Spokesperson of the Republican Left Group in the Congress of Deputies
- Incumbent
- Assumed office 11 June 2019
- Preceded by: Joan Tardà

Member of the Congress of Deputies
- Incumbent
- Assumed office 13 January 2016
- Constituency: Barcelona

Member of the Santa Coloma de Gramenet City Council
- In office 17 June 2023 – 17 January 2025

Personal details
- Born: Gabriel Rufián Romero 8 February 1982 (age 44) Santa Coloma de Gramenet, Catalonia, Spain
- Party: Republican Left of Catalonia
- Alma mater: Pompeu Fabra University

= Gabriel Rufián =

Catalan politician (born 1982)

Gabriel Rufián Romero (born 8 February 1982) is a Spanish politician. In the Spanish general election of 2015 he led the Republican Left of Catalonia (ERC), a pro-independence electoral party. He is also a member of the secretariat of the Assemblea Nacional Catalana and a member of Súmate, two other pro-independence groups.

In the 2016 general election, he was elected to the Spanish Cortes Generales for the constituency of Barcelona. On 20 September 2017, in support of the Catalan referendum on independence on 1 October, he told Prime Minister Mariano Rajoy to "take his dirty hands off Catalan institutions," after the Judiciary of Spain arrested several Catalan politicians as part of Operation Anubis. Later he and several other Catalan politicians walked out of the parliament in protest.

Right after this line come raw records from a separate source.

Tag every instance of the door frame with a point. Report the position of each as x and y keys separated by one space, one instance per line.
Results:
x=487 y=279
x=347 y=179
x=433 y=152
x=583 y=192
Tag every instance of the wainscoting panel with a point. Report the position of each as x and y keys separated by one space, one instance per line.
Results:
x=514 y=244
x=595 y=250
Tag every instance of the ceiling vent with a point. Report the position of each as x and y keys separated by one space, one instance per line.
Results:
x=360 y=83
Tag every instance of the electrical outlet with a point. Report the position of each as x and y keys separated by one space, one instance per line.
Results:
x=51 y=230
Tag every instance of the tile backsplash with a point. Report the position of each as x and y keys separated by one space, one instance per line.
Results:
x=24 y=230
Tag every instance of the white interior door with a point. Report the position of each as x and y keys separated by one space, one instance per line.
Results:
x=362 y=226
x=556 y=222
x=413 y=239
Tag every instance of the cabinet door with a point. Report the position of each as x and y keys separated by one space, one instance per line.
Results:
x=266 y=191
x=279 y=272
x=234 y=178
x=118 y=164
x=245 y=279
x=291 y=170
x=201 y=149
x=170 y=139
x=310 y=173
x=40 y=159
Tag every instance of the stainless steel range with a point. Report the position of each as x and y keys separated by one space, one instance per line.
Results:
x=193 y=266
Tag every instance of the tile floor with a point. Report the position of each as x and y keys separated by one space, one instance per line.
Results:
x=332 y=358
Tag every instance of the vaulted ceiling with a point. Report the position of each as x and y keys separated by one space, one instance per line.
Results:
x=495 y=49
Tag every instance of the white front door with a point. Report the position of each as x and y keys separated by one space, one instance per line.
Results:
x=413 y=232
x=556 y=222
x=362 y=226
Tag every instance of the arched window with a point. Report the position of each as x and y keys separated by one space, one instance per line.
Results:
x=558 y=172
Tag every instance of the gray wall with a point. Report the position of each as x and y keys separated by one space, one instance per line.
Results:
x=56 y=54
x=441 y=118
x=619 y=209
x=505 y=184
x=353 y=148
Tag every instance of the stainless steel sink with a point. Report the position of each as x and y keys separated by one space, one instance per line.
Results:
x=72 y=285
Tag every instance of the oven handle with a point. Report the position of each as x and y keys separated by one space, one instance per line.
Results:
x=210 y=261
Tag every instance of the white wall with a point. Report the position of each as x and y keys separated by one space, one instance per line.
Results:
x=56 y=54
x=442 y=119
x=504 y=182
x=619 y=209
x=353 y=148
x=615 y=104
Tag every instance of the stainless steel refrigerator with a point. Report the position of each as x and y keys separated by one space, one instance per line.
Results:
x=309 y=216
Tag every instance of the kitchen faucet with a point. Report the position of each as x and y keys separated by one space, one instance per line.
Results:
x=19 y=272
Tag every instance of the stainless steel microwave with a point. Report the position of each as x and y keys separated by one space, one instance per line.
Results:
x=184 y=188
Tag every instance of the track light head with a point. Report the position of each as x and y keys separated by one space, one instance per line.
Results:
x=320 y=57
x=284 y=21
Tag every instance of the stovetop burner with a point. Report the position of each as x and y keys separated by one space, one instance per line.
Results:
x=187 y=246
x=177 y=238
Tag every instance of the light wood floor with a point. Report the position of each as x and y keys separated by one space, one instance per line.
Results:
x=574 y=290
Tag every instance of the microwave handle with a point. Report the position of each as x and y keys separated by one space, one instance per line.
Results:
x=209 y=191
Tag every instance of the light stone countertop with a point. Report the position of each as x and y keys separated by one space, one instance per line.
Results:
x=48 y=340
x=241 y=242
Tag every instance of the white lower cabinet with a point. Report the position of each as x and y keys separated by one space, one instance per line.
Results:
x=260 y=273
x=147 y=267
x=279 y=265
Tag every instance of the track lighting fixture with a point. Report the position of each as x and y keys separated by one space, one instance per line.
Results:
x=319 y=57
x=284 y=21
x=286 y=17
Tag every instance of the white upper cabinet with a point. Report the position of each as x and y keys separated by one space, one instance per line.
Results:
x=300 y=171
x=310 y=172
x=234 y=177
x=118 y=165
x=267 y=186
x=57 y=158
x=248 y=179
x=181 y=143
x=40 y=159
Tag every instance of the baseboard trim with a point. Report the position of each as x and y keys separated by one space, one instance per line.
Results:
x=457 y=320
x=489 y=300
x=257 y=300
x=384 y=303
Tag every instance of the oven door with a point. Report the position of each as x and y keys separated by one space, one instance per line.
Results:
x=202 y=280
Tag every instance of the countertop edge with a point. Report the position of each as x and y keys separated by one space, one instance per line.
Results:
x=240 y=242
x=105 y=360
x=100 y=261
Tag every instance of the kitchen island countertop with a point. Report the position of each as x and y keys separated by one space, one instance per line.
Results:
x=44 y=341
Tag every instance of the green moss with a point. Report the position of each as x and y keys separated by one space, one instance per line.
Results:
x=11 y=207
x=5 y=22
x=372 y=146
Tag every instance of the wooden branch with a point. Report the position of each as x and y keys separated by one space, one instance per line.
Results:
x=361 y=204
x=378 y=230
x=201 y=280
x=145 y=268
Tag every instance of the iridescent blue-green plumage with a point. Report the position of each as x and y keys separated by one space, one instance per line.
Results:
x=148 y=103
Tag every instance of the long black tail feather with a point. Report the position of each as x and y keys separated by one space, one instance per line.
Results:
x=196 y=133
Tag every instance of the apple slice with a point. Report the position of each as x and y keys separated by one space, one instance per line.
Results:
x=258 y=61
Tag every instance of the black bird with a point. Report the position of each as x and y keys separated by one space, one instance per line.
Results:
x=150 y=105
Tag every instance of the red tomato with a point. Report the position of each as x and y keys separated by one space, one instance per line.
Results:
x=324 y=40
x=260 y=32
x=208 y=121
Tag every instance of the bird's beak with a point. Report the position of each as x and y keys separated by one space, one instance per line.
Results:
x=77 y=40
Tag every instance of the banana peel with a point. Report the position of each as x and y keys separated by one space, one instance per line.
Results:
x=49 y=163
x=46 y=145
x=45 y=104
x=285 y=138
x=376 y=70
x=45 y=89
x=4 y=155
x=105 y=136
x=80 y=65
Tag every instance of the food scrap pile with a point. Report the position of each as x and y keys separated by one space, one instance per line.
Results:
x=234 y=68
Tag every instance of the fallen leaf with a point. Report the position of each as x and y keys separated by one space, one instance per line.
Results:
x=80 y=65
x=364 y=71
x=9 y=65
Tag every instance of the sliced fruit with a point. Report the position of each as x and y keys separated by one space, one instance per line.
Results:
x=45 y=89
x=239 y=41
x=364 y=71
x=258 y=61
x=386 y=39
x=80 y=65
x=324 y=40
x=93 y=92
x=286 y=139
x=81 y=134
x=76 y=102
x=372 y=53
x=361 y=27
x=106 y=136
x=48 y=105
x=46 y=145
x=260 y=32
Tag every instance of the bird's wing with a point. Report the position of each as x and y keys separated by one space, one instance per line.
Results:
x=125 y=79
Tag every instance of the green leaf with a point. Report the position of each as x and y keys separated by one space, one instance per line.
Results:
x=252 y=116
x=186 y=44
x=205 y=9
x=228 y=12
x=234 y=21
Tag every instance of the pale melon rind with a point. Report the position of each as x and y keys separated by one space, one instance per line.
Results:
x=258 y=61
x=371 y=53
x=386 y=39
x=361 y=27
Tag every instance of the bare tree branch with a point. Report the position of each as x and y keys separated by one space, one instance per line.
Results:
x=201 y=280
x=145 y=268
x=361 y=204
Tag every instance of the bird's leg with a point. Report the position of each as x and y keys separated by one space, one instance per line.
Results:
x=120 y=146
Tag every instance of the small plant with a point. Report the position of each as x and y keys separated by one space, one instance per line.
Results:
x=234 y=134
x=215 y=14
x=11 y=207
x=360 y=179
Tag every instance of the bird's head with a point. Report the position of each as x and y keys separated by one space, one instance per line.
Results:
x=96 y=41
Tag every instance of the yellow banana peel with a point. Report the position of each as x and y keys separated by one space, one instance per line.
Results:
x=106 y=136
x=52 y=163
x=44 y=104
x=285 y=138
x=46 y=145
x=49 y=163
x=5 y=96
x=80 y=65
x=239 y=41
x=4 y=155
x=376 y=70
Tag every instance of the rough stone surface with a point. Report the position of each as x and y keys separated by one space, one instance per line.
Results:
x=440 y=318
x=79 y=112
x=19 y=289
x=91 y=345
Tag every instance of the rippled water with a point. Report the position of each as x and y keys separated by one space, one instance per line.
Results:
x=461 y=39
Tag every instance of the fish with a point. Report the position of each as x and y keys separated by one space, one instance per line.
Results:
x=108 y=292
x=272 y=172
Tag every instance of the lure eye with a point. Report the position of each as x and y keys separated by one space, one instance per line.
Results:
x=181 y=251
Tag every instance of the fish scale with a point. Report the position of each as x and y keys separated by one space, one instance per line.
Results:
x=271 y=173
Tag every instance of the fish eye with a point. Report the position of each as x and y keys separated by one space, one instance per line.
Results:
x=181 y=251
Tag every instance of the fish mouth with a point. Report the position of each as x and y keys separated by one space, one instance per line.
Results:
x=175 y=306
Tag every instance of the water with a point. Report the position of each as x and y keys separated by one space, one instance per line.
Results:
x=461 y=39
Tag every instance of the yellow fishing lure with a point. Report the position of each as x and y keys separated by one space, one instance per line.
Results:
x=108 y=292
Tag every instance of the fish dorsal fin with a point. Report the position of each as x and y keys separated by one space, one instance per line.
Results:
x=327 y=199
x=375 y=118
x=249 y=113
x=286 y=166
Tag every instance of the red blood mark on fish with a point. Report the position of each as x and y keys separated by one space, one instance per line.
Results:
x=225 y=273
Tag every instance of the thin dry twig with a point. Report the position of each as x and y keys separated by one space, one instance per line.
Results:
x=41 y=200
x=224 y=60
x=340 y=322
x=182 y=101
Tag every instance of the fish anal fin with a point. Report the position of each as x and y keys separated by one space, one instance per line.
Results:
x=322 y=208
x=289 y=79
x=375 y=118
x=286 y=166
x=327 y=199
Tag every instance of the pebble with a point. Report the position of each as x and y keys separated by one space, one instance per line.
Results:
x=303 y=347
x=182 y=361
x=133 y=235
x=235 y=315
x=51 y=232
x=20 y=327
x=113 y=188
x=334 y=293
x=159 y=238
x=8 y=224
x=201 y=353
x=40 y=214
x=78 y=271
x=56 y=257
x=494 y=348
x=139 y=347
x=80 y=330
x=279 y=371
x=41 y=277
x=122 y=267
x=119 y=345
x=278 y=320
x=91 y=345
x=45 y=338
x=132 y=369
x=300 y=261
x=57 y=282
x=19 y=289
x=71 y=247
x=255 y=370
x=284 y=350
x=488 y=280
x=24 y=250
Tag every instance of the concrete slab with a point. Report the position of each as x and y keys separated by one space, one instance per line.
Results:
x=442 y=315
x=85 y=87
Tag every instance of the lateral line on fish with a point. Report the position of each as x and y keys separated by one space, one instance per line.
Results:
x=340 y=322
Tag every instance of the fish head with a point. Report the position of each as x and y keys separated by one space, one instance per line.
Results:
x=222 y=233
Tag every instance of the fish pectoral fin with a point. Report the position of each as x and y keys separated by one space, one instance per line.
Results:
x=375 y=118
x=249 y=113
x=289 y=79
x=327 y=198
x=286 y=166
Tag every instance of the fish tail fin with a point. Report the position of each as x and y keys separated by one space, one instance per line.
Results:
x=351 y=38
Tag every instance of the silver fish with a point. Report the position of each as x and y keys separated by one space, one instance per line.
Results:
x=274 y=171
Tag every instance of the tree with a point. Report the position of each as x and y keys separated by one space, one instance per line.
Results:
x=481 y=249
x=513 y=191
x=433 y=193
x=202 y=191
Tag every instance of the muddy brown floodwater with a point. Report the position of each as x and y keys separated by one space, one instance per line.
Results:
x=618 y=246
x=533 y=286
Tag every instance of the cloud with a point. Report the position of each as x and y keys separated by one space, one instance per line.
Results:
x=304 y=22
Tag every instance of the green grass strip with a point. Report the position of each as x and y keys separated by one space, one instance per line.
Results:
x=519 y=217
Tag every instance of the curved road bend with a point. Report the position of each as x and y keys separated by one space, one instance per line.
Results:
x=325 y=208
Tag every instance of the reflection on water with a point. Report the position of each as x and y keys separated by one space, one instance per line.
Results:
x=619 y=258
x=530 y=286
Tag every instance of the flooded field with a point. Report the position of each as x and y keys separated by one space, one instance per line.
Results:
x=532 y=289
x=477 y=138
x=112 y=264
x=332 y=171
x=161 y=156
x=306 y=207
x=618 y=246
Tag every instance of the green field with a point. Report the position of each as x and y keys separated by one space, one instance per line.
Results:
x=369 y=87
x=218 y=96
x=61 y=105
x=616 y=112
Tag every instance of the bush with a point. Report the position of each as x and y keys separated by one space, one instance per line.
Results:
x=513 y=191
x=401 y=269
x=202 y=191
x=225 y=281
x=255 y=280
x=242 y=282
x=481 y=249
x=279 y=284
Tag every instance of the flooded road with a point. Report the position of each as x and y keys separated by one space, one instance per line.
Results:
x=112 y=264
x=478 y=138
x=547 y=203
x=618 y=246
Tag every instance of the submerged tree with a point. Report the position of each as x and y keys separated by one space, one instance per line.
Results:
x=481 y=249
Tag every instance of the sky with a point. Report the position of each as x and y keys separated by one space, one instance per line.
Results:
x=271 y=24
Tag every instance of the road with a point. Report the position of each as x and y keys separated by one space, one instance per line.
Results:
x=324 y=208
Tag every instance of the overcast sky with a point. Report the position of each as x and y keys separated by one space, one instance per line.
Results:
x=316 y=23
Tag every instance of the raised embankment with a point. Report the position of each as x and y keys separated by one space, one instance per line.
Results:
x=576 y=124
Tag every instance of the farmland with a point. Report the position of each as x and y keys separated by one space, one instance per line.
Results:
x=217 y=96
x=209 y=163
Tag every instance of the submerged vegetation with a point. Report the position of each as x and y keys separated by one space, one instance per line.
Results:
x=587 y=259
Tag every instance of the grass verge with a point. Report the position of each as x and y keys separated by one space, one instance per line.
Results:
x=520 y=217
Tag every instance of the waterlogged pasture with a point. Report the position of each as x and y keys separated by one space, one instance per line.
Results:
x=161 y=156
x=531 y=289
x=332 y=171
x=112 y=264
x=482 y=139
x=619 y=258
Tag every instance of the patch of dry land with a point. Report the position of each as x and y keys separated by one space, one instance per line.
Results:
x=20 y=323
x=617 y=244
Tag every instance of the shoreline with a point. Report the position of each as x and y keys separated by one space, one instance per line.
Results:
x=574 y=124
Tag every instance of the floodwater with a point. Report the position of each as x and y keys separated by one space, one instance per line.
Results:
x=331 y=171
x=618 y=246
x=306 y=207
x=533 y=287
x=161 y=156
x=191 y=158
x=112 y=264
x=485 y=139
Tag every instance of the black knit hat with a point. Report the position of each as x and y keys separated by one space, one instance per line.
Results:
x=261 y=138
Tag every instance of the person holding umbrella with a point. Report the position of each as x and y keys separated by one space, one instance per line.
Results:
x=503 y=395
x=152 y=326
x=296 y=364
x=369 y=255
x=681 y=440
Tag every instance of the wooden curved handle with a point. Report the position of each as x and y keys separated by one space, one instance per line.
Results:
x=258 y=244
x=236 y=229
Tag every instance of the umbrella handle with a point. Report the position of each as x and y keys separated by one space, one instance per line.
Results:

In September 2018, Rufián was part of a one-hour question time directed towards the former premier José María Aznar.

In the 2023 Spanish general election, Rufián again led the Republican Left of Catalonia as the ERC's leading candidate. The 2023 election saw a significant defeat for the ERC, losing 6 of the party's 13 seats in the Congress of Deputies. Rufián hailed the election results, declaring "If they want to govern their country, they will have to respect ours," referencing the potential kingmaker role, which pro-independence parties held after the contentious election.